(This is the second post of our Croatia-Budapest Trip, June-July 2014.)
Dubrovnik once was two cities, divided by the sea: Ragusium and Dubrovnik. Over time the canal between them filled in and after an earthquake in the seventeenth century, the city’s wide thoroughfare, the Stradun, was straightened out and rebuilt. After I read this in my guidebook (and elsewhere) the use of the word I was seeing everywhere (Ragusa/Ragusium) made sense to me, as well as the shape of the city: shaped like a snowboard half-pipe, with the Stradun (or Placa as some of the locals call it apparently), being the lower flat portion between two sloping sides. And which also explains why the task we had before us that day, to climb around the City Walls (up then down then up then down), meant it was StairMaster time for the tourists.
I was awakened early by what sounded like someone setting up for a church supper: tables being set up and chairs being set around.
I was partially right. They were setting up for the market. I closed the shutters, and crawled back into our two-part bed: two twin beds shoved together, a common way to get a queen bed in Europe, and read emails, uploaded pictures on Instagram. I soon heard another sound: it was pouring.

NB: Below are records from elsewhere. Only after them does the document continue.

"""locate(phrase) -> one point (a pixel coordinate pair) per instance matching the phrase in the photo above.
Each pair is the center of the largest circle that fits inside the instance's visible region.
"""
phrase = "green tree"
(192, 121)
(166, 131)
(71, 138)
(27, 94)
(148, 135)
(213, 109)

Dave and I dressed, and with umbrellas, went out to the market for some fruit (harder to do when it is all gestures and when you are NOT ALLOWED to touch anything–the seller is the only one that can touch their own fruit). A Konsum grocery store (mini-sized) is also on this square and we ducked in to find some heaven: chocolate croissants just coming out of the oven. We’ll take forty please. Just kidding (sort of). Two, please, and that loaf there with the seeds on top. Point point point and she handed us our wares. We picked up a yogurt–the first in a long selection of yogurts (all different) by Dave to see if they match up to his memory of an incredible yogurt he had on his travels in France some twenty-five-plus years ago (they never do)– and checked out. We used our umbrellas to get across the tiny square because it was still raining hard.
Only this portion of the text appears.